Une relocalisation obtenue grâce à la baisse des impôts sur les sociétés et la hausse des droits de douane, a priori favorable aux moins qualifiés, accélérera aussi l’incorporation d’un progrès technique qui leur sera moins favorable. Cette politique n’aura d’ailleurs que des effets limités sur la relocalisation des activités aux Etats-Unis. Celle-ci serait limitée la production destinée au marché américain. Mais les mesures préconisées inciteraient aussi les firmes à délocaliser la production qu’elles exportaient auparavant du territoire national. Et même si des emplois peu qualifiés étaient créées aussi massivement que le promet Donald Trump, les salaires augmenteraient ce qui seulement accélérerait la robotisation et réduirait encore la compétitivité.  Les gains salariaux seraient par ailleurs obérés par la hausse du prix de biens autrefois importés, une pression fiscale accrue pour compenser les baisses accordées aux entreprises et enfin la hausse probable des taux d’intérêt.
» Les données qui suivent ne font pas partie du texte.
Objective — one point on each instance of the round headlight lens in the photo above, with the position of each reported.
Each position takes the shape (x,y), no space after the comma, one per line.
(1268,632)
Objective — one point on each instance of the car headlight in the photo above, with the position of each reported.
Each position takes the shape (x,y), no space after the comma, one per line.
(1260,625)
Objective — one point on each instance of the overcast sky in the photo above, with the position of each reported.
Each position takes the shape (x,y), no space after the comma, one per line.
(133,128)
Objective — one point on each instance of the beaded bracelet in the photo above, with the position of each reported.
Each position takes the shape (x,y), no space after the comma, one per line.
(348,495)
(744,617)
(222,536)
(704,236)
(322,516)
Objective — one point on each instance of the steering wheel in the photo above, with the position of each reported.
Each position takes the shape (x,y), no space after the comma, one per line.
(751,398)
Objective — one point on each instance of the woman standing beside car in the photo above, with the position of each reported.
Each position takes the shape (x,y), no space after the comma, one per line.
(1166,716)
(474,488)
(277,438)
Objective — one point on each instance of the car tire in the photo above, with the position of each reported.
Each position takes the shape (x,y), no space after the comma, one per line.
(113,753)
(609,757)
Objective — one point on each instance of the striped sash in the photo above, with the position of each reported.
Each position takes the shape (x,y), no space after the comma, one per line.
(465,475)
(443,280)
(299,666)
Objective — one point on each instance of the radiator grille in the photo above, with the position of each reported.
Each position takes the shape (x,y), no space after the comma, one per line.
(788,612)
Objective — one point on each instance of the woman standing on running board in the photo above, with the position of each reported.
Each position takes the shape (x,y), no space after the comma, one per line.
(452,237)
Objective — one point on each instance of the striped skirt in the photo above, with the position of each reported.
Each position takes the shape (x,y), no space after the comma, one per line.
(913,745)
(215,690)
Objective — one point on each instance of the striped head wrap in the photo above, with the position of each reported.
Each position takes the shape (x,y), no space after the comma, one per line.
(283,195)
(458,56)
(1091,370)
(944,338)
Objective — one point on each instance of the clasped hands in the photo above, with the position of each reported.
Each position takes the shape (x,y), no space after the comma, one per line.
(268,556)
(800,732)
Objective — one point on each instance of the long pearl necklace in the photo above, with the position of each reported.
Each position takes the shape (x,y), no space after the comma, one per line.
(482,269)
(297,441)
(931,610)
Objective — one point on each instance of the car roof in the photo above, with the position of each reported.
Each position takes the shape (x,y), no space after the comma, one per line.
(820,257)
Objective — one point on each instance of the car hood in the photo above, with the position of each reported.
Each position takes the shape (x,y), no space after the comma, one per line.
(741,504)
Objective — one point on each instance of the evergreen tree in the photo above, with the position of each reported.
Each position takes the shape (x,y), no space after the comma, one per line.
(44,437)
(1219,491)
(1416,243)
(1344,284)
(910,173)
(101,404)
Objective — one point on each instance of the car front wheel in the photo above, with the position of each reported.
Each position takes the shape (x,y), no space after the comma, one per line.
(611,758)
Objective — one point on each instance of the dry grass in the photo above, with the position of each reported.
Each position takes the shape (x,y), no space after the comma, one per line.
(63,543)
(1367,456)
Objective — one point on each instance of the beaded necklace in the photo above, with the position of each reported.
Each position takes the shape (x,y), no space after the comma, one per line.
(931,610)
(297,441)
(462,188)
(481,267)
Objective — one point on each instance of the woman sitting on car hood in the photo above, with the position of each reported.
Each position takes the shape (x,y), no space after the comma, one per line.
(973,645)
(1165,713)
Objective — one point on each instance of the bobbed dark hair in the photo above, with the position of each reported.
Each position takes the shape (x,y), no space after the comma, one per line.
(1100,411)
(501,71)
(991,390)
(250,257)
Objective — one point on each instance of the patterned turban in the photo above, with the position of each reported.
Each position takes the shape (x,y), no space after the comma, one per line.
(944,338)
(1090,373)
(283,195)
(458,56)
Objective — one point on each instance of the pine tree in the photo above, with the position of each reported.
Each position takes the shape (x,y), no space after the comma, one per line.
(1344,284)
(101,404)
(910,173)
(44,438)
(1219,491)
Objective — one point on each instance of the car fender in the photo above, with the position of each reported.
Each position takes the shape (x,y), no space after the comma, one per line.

Il ne faut pas confondre d’une part la possibilité d’une pause dans le processus de libéralisation commerciale, peut-être souhaitable et, d’autre part une « démondialisation » plus ou moins brutale qui remettrait en cause les spécialisations et les réseaux tissés depuis une trentaine d’années. L’économie mondiale reste trop fragile pour surmonter un tel choc. Quels seraient, par exemple, les risques d’une taxe douanière de 35% sur les exportations mexicaines ? Un déficit courant accompagné d’un désinvestissement massif qui épuiserait très rapidement les réserves mexicaines et provoquerait des faillites bancaires au risque de déclencher, par effet domino, une crise financière mondiale peut-être plus grave encore que celle de 2008. Les grands perdants des crises financières sont toujours les moins favorisés.

Quel que soit l’angle dans lequel on se place, on aura donc du mal à voir dans la politique envisagée par Donald Trump le moindre espoir d’une « démondialisation heureuse ».